Les situations restent toutefois très variables selon les bassins betteraviers. Et le manque d'eau n'est pas le seul facteur en cause. Les températures extrêmes de l'été ont également provoqué un stress physiologique important, ralentissant voire interrompant la croissance dans certains secteurs. Le potentiel de récupération avant la fin du cycle végétatif apparaît ainsi très limité dans les zones les plus touchées.
Charançons, teigne et pourritures aggravent les dégâts
La chaleur et le stress hydrique ont également créé des conditions favorables au développement de plusieurs bioagresseurs. La filière signale notamment une présence accrue de charançons et de teigne. À cela s'ajoutent des problèmes sanitaires sur les racines, avec le développement de pourritures liées notamment au rhizopus. Ces attaques viennent accentuer les pertes de potentiel déjà provoquées par le déficit hydrique et les températures élevées.
Dans les situations les plus dégradées, la question de la récolte elle-même commence à se poser. Certaines parcelles présentent désormais un potentiel si faible que leur récolte pourrait ne pas être économiquement envisageable.
Des conséquences jusqu'aux sucreries
Pour l’AIBS, le recul des volumes ne concernera pas uniquement les planteurs. Avec moins de betteraves à transformer, les entreprises sucrières françaises devront revoir leurs prévisions de production de sucre, mais également d'alcool et de bioéthanol.
La baisse des volumes disponibles pourrait aussi peser sur les campagnes industrielles, avec des conséquences sur leur durée et sur l'activité des sucreries. La filière rappelle qu'elle représente environ 23 000 planteurs, trois groupes industriels et 19 sucreries réparties dans plusieurs bassins français.
L'enjeu dépasse donc le seul rendement agricole. L'AIBS estime à près de 60 000 le nombre d'emplois directs, indirects et induits liés à la filière betterave-sucre.
« C'est même la culture de la betterave qui est en jeu »
Pour Alain Carré, président de l'AIBS, l'année 2026 constitue un avertissement sérieux pour la filière. « La campagne 2026 met durement en évidence la vulnérabilité de la production betteravière face aux événements climatiques extrêmes », souligne-t-il. Et le président de l'interprofession va plus loin : « Au regard des conséquences subies par certaines exploitations agricoles, c'est même la culture de la betterave qui est en jeu sur nos territoires. Nous ne pouvons nous y résoudre. »

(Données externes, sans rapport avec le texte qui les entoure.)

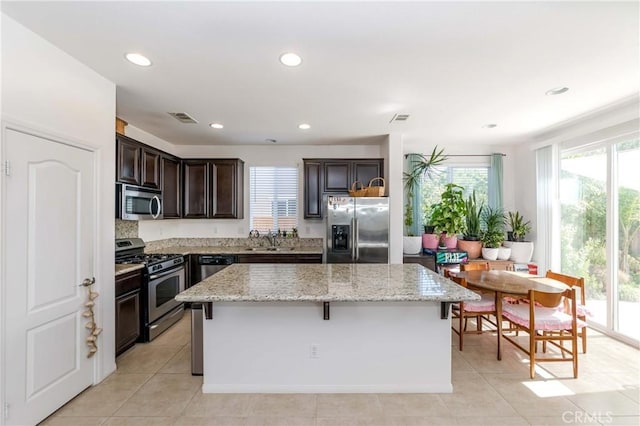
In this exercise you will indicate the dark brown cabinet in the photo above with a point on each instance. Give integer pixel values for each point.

L'AIBS demande donc de renforcer les moyens permettant à la culture de supporter davantage les épisodes climatiques extrêmes. Elle cite notamment la recherche, l'innovation, les moyens de protection des cultures et le développement des capacités d'irrigation. Pour Alain Carré, « cette crise rappelle donc l'urgence de renforcer la résilience de la filière », notamment pour sécuriser les productions et maintenir la betterave dans les territoires.
La filière demande des aides pour les exploitations les plus touchées
Face à l'ampleur des pertes, l'interprofession appelle également les pouvoirs publics à intervenir en faveur des exploitations les plus durement affectées par la sécheresse et la canicule. « Face à l'ampleur des pertes subies, la filière appelle également les pouvoirs publics à se mobiliser afin que les exploitations les plus durement touchées puissent bénéficier de dispositifs de soutien adaptés aux conséquences exceptionnelles de la sécheresse et de la canicule », demande Alain Carré.

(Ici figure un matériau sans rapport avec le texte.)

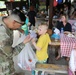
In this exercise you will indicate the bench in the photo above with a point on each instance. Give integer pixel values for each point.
(51, 69)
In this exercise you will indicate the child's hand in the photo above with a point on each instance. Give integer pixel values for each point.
(27, 39)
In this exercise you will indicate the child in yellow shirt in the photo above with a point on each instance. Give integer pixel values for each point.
(42, 43)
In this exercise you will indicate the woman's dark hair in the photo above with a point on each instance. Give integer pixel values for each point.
(20, 14)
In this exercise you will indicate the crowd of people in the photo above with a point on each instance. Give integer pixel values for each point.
(14, 22)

La situation française s'inscrit par ailleurs dans un contexte européen difficile. Plusieurs bassins betteraviers européens ont eux aussi subi des conditions climatiques extrêmes au cours de l'été. L'AIBS anticipe ainsi une baisse significative de la production de sucre à l'échelle européenne.
À quelques semaines du début des arrachages, l'évolution des cultures jusqu'à la récolte sera donc déterminante. Mais pour les secteurs les plus affectés, une partie du potentiel semble déjà perdue.